Design Article
The basics of HD H.264 and next-generation encoding
Paul Greene, NVISION and Shubha Tuljapurkar, Telairity
3/7/2007 3:00 PM EST
Video compression is a complex, compute-intensive task with numerous filtering and matrix operations. Current MPEG2 video codec chips have built-in DSPs, or special VLIW engines, and some hard-coded functionality to compress video in real-time. However, as the industry moves to high definition (HD) encoding, there is six times as much data to process as standard definition (SD), and the H.264/ AVC compression standard is greater than five times as complex as MPEG2, due to the large number of compression tools and options in AVC that can be used to compress a superlative picture at half the bit rate of MPEG2.
Broadcast equipment manufacturers developing new encoding products have to address different application requirements including those for the rapidly emerging IPTV segment. Encoding solutions must not only deliver high video quality and a low bit rate, but they should also be adaptable to the feature needs of the quickly proliferating range of video platforms. There are several solutions available to meet the challenges of HD video encoding, including PC platforms, FPGAs, dedicated ASIC/System on-chip codecs, and DSPs. We discuss the benefits and costs of each of these solutions, and draw on Telairity's experience in developing its H.264 HD real-time encoders to highlight the importance of programmable architectures for encoding solutions that deliver long-haul viability.
PC Platforms, FPGAs, SoCs, and DSPs
One solution for HD processing that is appealing because of its ubiquity, and its increasing performance, is to use the PC platform and a combination of software and supplemental video hardware. However, since PC CPUs such as the Intel Pentium' or AMD Opteron' are designed for PC applications and not video processing, multiple dual or quad Intel/AMD processors are required to accomplish the task of encoding HD video. Specialized hardware for motion estimation, typically FPGAs, is needed as well. In real-world video applications, it is difficult to accomplish linear performance gains merely by increasing the number of general-purpose CPUs. You quickly reach the point of diminishing returns and have to use application-optimized processors to achieve highest system performance. Thus neither the economics nor the absolute-reliability requirements of video distribution support the use of general-purpose PC processors.
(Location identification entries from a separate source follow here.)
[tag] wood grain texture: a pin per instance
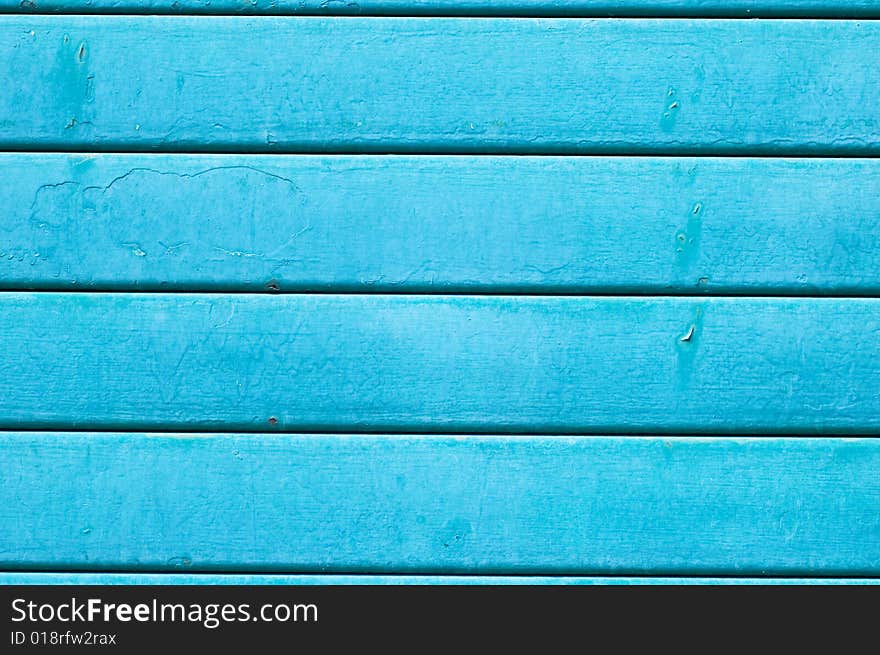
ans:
(54, 578)
(440, 224)
(439, 85)
(439, 363)
(440, 504)
(749, 8)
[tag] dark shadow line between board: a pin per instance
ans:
(250, 150)
(451, 433)
(843, 14)
(870, 294)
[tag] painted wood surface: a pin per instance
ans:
(746, 8)
(375, 85)
(21, 578)
(440, 504)
(439, 363)
(440, 224)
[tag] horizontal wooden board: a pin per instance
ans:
(442, 85)
(440, 504)
(16, 578)
(440, 224)
(748, 8)
(439, 363)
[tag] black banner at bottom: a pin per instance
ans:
(133, 619)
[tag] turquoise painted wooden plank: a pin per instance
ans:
(863, 8)
(440, 224)
(439, 363)
(440, 504)
(15, 578)
(443, 85)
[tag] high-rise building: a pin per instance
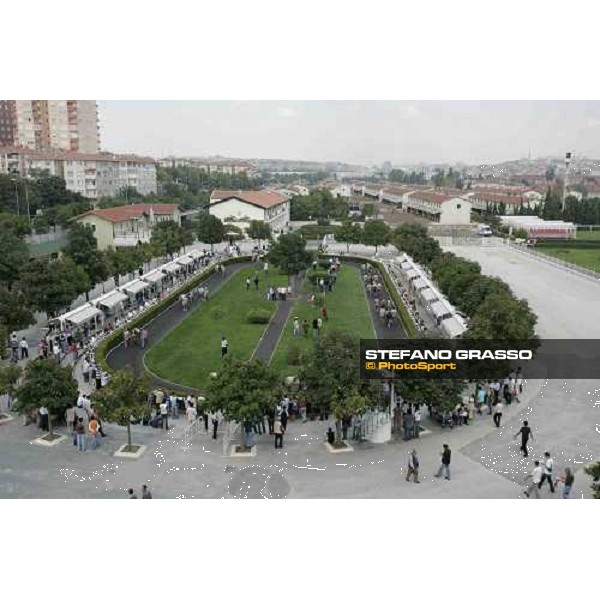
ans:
(50, 124)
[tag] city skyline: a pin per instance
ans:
(355, 132)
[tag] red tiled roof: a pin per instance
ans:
(119, 214)
(261, 198)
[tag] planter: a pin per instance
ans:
(133, 451)
(238, 451)
(47, 440)
(345, 447)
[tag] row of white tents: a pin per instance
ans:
(127, 295)
(415, 278)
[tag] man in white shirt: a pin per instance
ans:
(534, 479)
(547, 474)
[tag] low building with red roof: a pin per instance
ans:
(127, 225)
(243, 206)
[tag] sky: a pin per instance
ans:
(356, 132)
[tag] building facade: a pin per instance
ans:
(128, 225)
(268, 206)
(93, 176)
(70, 125)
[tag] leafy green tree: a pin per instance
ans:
(330, 374)
(375, 233)
(349, 233)
(168, 238)
(83, 250)
(210, 229)
(9, 377)
(47, 384)
(123, 400)
(13, 256)
(259, 230)
(242, 391)
(51, 285)
(289, 253)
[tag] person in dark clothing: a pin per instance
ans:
(271, 421)
(445, 466)
(526, 433)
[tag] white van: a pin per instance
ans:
(484, 230)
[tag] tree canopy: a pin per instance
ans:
(289, 253)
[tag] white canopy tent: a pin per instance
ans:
(172, 267)
(185, 260)
(135, 287)
(428, 295)
(154, 276)
(452, 328)
(111, 299)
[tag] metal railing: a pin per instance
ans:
(557, 262)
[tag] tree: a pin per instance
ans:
(349, 233)
(9, 377)
(51, 285)
(123, 400)
(330, 374)
(210, 229)
(83, 250)
(375, 233)
(259, 230)
(242, 391)
(289, 253)
(13, 256)
(594, 472)
(168, 238)
(47, 384)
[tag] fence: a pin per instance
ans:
(557, 262)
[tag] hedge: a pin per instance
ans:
(114, 339)
(407, 322)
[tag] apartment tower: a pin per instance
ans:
(50, 124)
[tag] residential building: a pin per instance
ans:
(94, 176)
(127, 225)
(70, 125)
(268, 206)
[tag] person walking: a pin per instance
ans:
(533, 480)
(498, 408)
(525, 433)
(413, 467)
(80, 433)
(445, 466)
(547, 474)
(279, 431)
(567, 480)
(93, 430)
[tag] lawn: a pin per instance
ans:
(189, 353)
(347, 310)
(584, 257)
(582, 234)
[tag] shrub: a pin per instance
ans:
(258, 316)
(218, 313)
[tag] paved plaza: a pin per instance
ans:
(486, 462)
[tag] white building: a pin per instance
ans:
(268, 206)
(91, 175)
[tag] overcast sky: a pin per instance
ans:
(360, 132)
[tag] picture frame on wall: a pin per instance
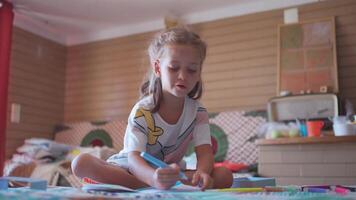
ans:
(307, 61)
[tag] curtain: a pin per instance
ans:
(6, 20)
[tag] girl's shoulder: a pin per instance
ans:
(193, 104)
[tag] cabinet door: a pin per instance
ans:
(307, 57)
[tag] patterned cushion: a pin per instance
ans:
(233, 134)
(107, 133)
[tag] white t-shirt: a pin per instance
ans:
(148, 132)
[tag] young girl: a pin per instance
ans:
(165, 120)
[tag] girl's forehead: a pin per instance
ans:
(183, 50)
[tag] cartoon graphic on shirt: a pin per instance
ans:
(153, 131)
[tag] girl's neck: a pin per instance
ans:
(171, 108)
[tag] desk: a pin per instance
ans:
(302, 161)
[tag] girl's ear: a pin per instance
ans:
(156, 68)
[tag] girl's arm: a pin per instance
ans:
(205, 164)
(161, 178)
(205, 158)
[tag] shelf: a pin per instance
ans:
(307, 140)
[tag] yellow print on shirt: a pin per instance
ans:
(153, 131)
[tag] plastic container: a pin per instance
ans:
(343, 129)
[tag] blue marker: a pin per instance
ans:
(159, 163)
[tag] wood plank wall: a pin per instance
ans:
(239, 73)
(102, 78)
(37, 74)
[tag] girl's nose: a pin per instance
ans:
(182, 75)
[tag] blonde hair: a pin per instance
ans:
(178, 35)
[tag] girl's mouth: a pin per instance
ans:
(180, 86)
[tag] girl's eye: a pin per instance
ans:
(192, 71)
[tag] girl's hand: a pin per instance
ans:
(203, 180)
(165, 178)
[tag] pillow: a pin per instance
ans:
(233, 134)
(106, 133)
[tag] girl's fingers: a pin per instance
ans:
(195, 179)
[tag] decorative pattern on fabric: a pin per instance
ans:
(239, 128)
(110, 134)
(153, 131)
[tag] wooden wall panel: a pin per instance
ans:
(37, 75)
(102, 78)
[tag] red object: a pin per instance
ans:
(314, 128)
(6, 20)
(87, 180)
(234, 167)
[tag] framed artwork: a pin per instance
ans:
(307, 57)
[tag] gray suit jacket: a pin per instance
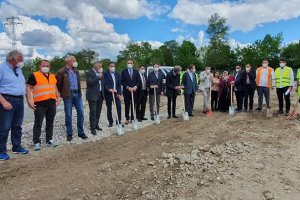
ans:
(92, 85)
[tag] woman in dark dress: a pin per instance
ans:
(224, 93)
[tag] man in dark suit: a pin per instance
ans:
(189, 81)
(173, 85)
(238, 88)
(249, 76)
(95, 95)
(155, 81)
(112, 82)
(142, 94)
(130, 83)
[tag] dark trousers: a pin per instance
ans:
(141, 104)
(128, 104)
(95, 111)
(214, 100)
(248, 95)
(75, 101)
(239, 99)
(263, 91)
(281, 94)
(152, 103)
(109, 104)
(39, 114)
(189, 100)
(11, 120)
(172, 104)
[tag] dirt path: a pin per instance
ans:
(243, 157)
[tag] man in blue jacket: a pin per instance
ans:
(189, 81)
(112, 81)
(155, 82)
(130, 83)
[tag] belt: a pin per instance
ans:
(12, 96)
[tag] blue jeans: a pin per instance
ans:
(11, 120)
(75, 100)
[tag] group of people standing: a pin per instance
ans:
(244, 83)
(44, 91)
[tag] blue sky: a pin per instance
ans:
(53, 28)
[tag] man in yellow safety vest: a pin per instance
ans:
(284, 78)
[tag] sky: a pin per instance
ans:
(53, 28)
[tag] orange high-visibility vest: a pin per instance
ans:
(259, 74)
(44, 89)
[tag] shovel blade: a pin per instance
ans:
(120, 130)
(185, 116)
(135, 125)
(209, 114)
(231, 110)
(157, 119)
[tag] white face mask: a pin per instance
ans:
(129, 66)
(20, 65)
(282, 65)
(112, 69)
(45, 69)
(75, 64)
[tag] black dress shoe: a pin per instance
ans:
(69, 138)
(98, 128)
(83, 136)
(93, 132)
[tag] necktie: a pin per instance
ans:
(143, 79)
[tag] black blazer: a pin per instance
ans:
(252, 77)
(172, 80)
(109, 83)
(140, 86)
(189, 85)
(92, 85)
(153, 80)
(126, 81)
(238, 82)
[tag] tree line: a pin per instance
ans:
(217, 53)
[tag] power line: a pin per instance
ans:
(13, 22)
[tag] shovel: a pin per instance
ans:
(293, 115)
(120, 130)
(209, 112)
(135, 123)
(184, 113)
(231, 107)
(156, 117)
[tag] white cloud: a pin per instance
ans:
(242, 15)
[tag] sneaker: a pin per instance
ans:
(4, 156)
(36, 147)
(69, 138)
(83, 136)
(20, 150)
(51, 143)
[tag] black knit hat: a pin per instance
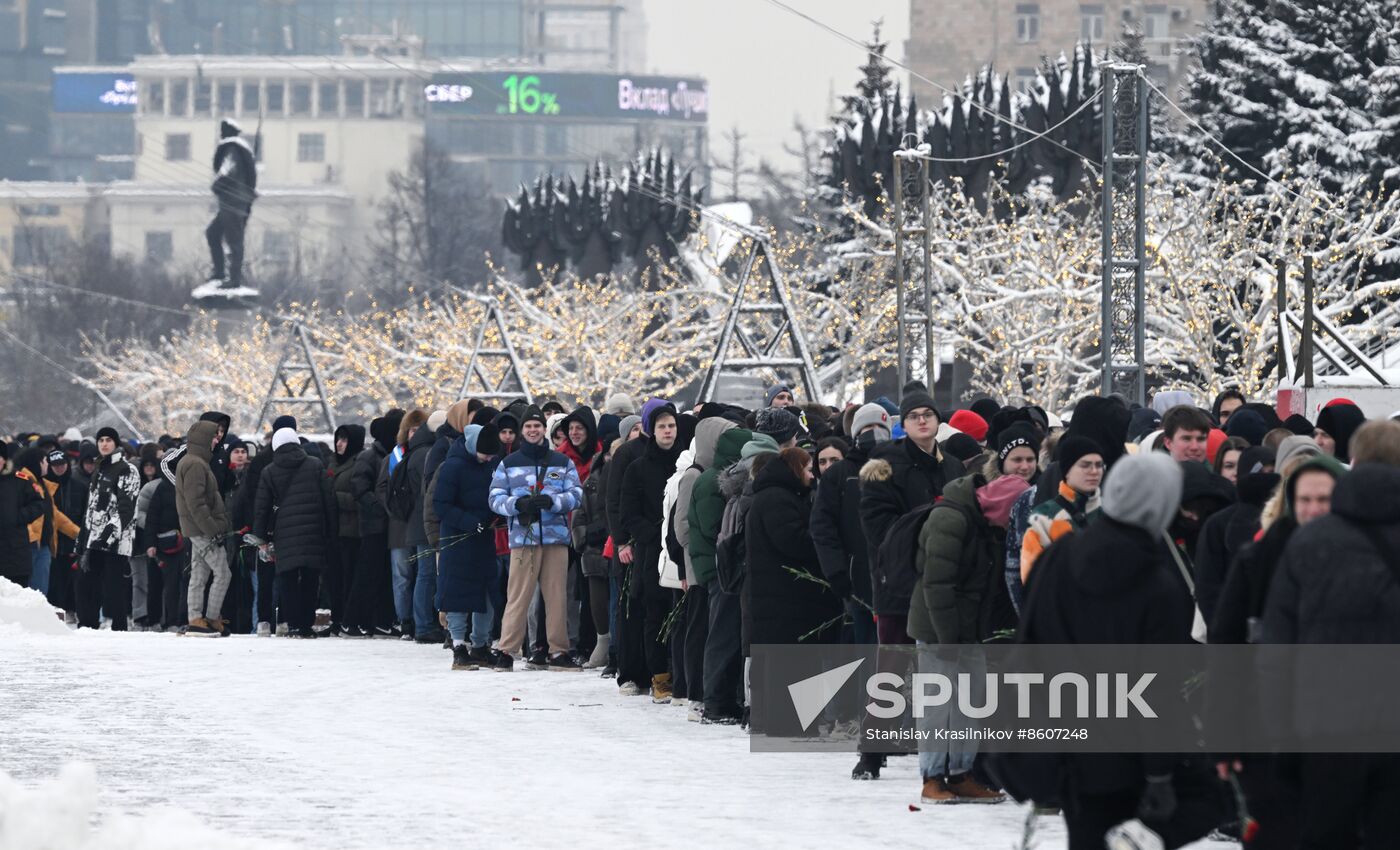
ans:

FPGAs have recently become more suitable in video applications because of their immense parallel processing capability and programmability. The highest-capacity FPGAs feature a large number of logic gates, and several vendors have implemented HD video encoders using anywhere from one to four high-density FPGAs, along with a few DSPs. FPGAs have the advantage of board density, but their power dissipation is high. Software upgrades using simple "C" programs aren't an option. Instead, any algorithm changes to the FPGA require time and effort because of the complex task of resynthesizing/reassigning gates, which can affect the logic timing and functionality of the solution.
Another possible solution is a dedicated HD AVC codec ASIC or system on-chip (SOC). The solution typically consists of a combination of hard-wired functions and an embedded processor, which creates an encoding solution that is rigidly defined in terms of how it handles the AVC algorithms. Any changes or improvements to the algorithm require a turn of silicon that is expensive (a 90-nm mask sets costs close to $1M), as well as taking anywhere from six to nine months (or more) to implement and deploy. Overall, the SOC approach lacks the flexibility and software programmability required for encoding applications in which the compression algorithm continues to evolve in time for improved video quality and lower bit rate.
A better way to handle AVC video compression algorithms is with high-performance digital signal processing (DSP) chips. But since the amount of real-time HD data to be processed is very large, several (20+) general-purpose DSPs are required. In addition, these devices are not designed for the high-bandwidth data sharing required for video compression. As a result, these solutions typically also require a number of FPGAs to communicate between video slices and achieve high-quality compressed video. Such a combination of DSPs and FPGAs produces a good picture, but the implementation is expensive to develop and maintain, and occupies a lot of space.